Step 4: Repeat the experiment with different concentrations of sodium iodide (by varying volume and topping up with distilled water to keep total volume constant). All other concentrations and temperature must be constant.
Step 5: Calculate the rate of reaction using 1/time.
Step 6: Calculate the new concentration of iodide ions in the mixture for each run.
Step 7: Plot a graph of Rate vs [I–]. A straight line through the origin indicates first order; a curve suggests second order.
2. Iodide & Persulfate Clock
2I− + S2O82− → I2 + 2SO42−
Iodine is reduced by thiosulfate ions (S2O32-), which are oxidised to form S4O62-. Sodium iodide, potassium persulfate and sodium thiosulfate are all reacted together in a container.
There would be no visible change for a period of time, and then the solution would suddenly change from colourless to blue/black.
Explanation: The iodine produced in the main reaction reacts immediately with the thiosulfate ions present to reform iodide. The iodine concentration remains effectively zero until all the thiosulfate is consumed. Once the thiosulfate is used up, the iodine accumulates and reacts with the starch indicator.
Sodium Iodide.
If there is more thiosulfate present than iodide (or more specifically, than the limiting reagent of the main reaction can produce iodine for), you would never run out of thiosulfate. Consequently, the iodine concentration would never rise above zero, and the blue-black colour would never appear.

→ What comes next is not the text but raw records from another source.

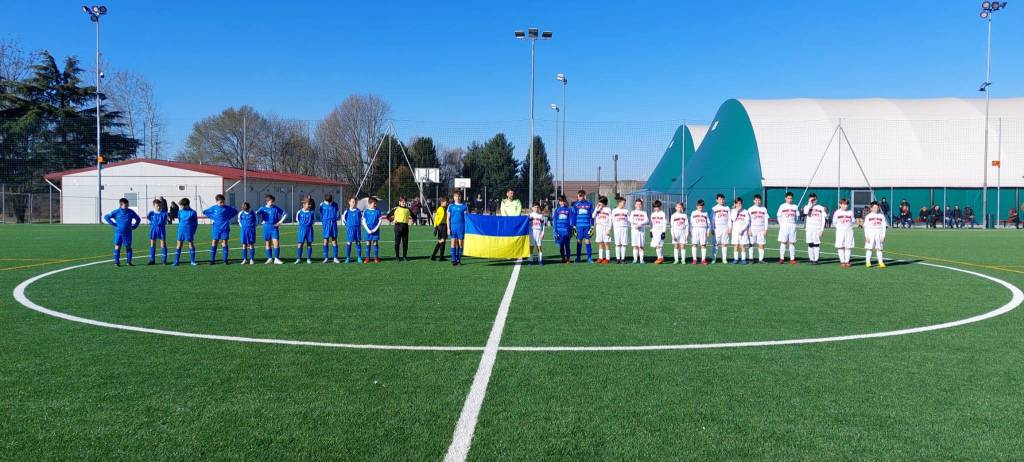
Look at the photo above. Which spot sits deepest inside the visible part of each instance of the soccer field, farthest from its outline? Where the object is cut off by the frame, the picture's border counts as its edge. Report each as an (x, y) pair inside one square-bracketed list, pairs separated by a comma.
[(419, 360)]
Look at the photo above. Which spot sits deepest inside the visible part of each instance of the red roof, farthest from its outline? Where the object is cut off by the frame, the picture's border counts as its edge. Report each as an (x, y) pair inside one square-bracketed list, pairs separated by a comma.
[(224, 172)]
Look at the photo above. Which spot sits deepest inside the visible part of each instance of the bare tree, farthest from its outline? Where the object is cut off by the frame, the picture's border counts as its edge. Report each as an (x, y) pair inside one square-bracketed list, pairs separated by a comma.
[(347, 137)]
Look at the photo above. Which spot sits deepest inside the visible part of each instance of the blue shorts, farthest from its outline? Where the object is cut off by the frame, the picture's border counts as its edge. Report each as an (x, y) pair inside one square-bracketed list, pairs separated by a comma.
[(271, 233), (220, 235), (186, 235), (352, 234), (331, 229), (305, 235), (248, 236), (122, 239)]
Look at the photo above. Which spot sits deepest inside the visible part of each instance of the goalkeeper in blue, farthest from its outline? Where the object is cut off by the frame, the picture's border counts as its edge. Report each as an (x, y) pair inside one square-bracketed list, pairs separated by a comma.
[(124, 219), (329, 221), (187, 223), (583, 210), (158, 231), (304, 220), (353, 232), (562, 219), (220, 216)]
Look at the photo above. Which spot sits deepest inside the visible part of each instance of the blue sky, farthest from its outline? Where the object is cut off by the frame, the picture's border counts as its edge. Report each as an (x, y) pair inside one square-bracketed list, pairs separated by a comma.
[(642, 63)]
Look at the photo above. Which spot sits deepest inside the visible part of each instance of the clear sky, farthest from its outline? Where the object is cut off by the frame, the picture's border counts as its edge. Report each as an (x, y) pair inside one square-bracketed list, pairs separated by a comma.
[(648, 64)]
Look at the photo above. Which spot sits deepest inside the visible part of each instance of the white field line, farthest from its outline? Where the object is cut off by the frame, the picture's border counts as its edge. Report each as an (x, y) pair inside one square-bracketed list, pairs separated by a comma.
[(463, 435)]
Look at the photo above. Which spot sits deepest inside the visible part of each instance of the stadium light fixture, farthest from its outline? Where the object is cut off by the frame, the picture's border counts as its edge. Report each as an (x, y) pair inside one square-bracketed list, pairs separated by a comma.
[(531, 34), (987, 8)]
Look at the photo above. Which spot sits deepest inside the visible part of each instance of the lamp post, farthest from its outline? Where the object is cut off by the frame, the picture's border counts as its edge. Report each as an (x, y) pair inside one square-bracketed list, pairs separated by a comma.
[(531, 34), (987, 8), (561, 78), (557, 111), (94, 12)]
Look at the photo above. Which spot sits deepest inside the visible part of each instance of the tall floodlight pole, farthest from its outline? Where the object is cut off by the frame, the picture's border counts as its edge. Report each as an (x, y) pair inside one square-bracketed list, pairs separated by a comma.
[(94, 12), (561, 78), (557, 111), (987, 8), (531, 34)]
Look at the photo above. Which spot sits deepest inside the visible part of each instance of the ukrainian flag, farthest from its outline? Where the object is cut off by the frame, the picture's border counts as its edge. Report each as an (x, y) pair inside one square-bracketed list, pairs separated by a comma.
[(497, 237)]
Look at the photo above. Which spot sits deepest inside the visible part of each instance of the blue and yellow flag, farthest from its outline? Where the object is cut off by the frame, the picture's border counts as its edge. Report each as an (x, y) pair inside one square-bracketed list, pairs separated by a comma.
[(497, 237)]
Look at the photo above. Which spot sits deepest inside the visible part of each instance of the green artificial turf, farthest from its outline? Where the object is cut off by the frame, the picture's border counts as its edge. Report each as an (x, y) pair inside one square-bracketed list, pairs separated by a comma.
[(75, 391)]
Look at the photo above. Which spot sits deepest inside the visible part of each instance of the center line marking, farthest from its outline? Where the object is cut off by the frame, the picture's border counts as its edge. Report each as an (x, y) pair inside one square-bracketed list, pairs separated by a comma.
[(463, 435)]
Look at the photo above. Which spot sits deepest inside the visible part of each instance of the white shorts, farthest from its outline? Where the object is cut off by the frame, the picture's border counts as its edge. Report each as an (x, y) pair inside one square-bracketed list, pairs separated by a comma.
[(722, 239), (622, 236), (813, 236), (637, 237), (757, 238), (656, 239), (537, 238), (844, 239), (787, 233), (679, 236), (872, 240), (698, 236)]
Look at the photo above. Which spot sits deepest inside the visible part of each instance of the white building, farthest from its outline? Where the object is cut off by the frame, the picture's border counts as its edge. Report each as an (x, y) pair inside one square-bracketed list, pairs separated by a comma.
[(141, 180)]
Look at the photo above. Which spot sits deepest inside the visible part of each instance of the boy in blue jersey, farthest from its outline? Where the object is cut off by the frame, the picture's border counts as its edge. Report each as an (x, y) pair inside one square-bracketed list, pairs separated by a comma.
[(353, 221), (563, 219), (247, 227), (457, 226), (220, 227), (158, 231), (271, 216), (372, 224), (329, 221), (304, 220), (124, 220), (187, 223), (584, 221)]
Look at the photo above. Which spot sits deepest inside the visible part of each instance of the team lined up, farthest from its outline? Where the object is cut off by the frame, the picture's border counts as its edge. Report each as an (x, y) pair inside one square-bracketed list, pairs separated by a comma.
[(743, 228)]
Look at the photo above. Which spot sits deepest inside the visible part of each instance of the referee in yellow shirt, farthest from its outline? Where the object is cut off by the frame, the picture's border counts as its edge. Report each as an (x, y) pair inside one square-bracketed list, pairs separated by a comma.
[(400, 216)]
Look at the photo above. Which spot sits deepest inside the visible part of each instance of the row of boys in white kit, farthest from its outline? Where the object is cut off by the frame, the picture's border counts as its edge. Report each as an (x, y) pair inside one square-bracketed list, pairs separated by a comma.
[(743, 228)]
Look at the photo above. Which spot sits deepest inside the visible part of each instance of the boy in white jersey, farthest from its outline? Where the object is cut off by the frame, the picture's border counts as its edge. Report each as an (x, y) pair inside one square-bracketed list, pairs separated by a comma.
[(787, 213), (638, 224), (875, 235), (658, 224), (602, 233), (698, 233), (621, 228), (814, 225), (759, 228), (843, 221), (680, 231), (739, 225), (538, 221), (721, 222)]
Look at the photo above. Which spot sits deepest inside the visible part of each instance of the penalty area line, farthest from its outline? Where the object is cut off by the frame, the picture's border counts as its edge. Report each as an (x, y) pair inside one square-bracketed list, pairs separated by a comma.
[(464, 429)]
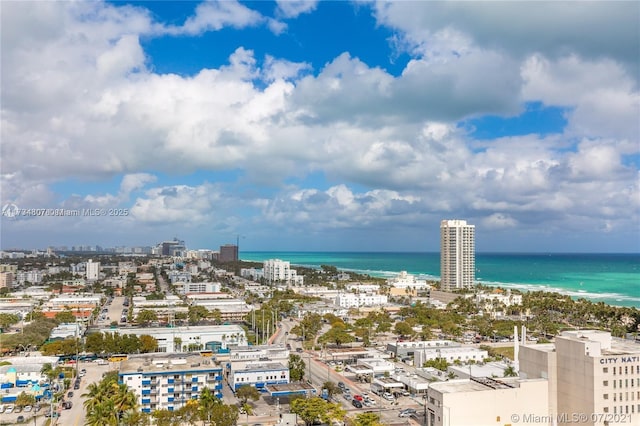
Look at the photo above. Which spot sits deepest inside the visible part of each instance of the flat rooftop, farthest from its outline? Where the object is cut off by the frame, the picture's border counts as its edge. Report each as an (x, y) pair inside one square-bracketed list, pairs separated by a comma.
[(475, 385), (268, 366), (169, 362)]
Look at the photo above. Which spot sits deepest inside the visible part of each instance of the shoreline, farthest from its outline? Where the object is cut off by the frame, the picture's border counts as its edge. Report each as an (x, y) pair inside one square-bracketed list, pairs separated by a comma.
[(607, 296)]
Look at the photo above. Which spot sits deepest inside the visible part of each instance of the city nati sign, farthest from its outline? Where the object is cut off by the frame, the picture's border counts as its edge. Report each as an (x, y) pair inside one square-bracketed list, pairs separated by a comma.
[(624, 359)]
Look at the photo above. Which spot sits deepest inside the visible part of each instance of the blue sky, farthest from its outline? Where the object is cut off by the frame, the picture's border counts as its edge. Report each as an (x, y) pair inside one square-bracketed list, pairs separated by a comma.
[(304, 125)]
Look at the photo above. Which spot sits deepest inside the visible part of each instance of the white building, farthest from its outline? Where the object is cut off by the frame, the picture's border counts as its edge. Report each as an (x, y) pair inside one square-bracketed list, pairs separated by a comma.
[(462, 354), (402, 349), (92, 270), (588, 372), (32, 276), (259, 375), (230, 309), (276, 270), (201, 287), (457, 255), (170, 382), (351, 300), (405, 280), (241, 356), (486, 401), (176, 339)]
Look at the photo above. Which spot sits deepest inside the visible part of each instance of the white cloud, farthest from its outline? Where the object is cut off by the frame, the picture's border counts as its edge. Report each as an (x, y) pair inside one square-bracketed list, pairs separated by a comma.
[(294, 8), (80, 102), (215, 15)]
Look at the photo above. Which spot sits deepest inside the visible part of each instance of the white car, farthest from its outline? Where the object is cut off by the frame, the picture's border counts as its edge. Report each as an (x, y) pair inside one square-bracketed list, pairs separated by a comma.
[(388, 396)]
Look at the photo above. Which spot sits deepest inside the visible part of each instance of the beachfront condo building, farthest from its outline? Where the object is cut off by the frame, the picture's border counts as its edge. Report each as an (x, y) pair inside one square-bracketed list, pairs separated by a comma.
[(457, 255)]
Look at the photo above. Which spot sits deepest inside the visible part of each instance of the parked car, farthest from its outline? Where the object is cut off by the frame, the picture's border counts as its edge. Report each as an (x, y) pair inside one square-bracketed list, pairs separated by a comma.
[(407, 412)]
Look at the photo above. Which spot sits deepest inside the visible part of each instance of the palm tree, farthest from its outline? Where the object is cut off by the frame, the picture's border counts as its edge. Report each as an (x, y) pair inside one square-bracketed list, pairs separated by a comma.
[(510, 371)]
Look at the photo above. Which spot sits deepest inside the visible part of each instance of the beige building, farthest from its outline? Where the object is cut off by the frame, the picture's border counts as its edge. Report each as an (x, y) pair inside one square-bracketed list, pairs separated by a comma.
[(487, 401), (594, 379), (457, 255)]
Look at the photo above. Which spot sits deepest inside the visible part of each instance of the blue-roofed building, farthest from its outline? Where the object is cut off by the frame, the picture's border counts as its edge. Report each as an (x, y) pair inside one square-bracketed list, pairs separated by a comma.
[(169, 382)]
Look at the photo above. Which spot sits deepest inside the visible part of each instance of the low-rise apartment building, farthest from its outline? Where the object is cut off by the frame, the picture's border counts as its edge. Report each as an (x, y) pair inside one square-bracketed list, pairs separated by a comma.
[(170, 382)]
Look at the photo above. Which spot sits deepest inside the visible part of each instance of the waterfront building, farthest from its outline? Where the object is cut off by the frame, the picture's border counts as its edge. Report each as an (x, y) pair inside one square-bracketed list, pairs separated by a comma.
[(228, 253), (230, 309), (199, 287), (487, 401), (185, 338), (588, 372), (277, 270), (170, 382), (351, 300), (402, 349), (451, 354), (92, 270), (457, 255)]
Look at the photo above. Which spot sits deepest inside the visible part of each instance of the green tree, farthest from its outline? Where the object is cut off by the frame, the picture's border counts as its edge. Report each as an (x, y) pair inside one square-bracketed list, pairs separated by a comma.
[(165, 418), (316, 408), (6, 320), (367, 419), (24, 399), (148, 343), (510, 371), (332, 388), (246, 393), (197, 314), (402, 328), (337, 334), (65, 317), (296, 367), (439, 363), (95, 343), (225, 415), (146, 316)]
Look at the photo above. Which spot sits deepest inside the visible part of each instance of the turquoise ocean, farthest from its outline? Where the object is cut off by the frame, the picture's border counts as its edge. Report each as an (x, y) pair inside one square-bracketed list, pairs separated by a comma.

The following results were obtained for repeating the reaction multiple times. The concentration of all the stock solutions used was 0.5 mol dm-3. Construct a graph showing the effect of concentration on rate of reaction and determine the order of reaction with respect to iodide ions.
| Volume / cm3 | ||||
|---|---|---|---|---|
| Exp 1 | Exp 2 | Exp 3 | Exp 4 | |
| NaI | 15 | 20 | 25 | 30 |
| S2O82- | 5 | 5 | 5 | 5 |
| S2O32- | 10 | 10 | 10 | 10 |
| H2O | 15 | 10 | 5 | 0 |
| Starch | 2 | 2 | 2 | 2 |
| Time / s | 130 | 85 | 66 | 55 |
Step 1: Calculate Concentrations and Rates
| [NaI] / mol dm-3 | Rate (1/t) / s-1 |
|---|---|
| 0.160 | 0.00769 |
| 0.213 | 0.01176 |
| 0.266 | 0.01515 |
| 0.319 | 0.01818 |
Step 2: Plot Graph
Conclusion:
The order of reaction is First Order. As the concentration of iodide ions increases, the rate of reaction increases proportionally (straight line through the origin).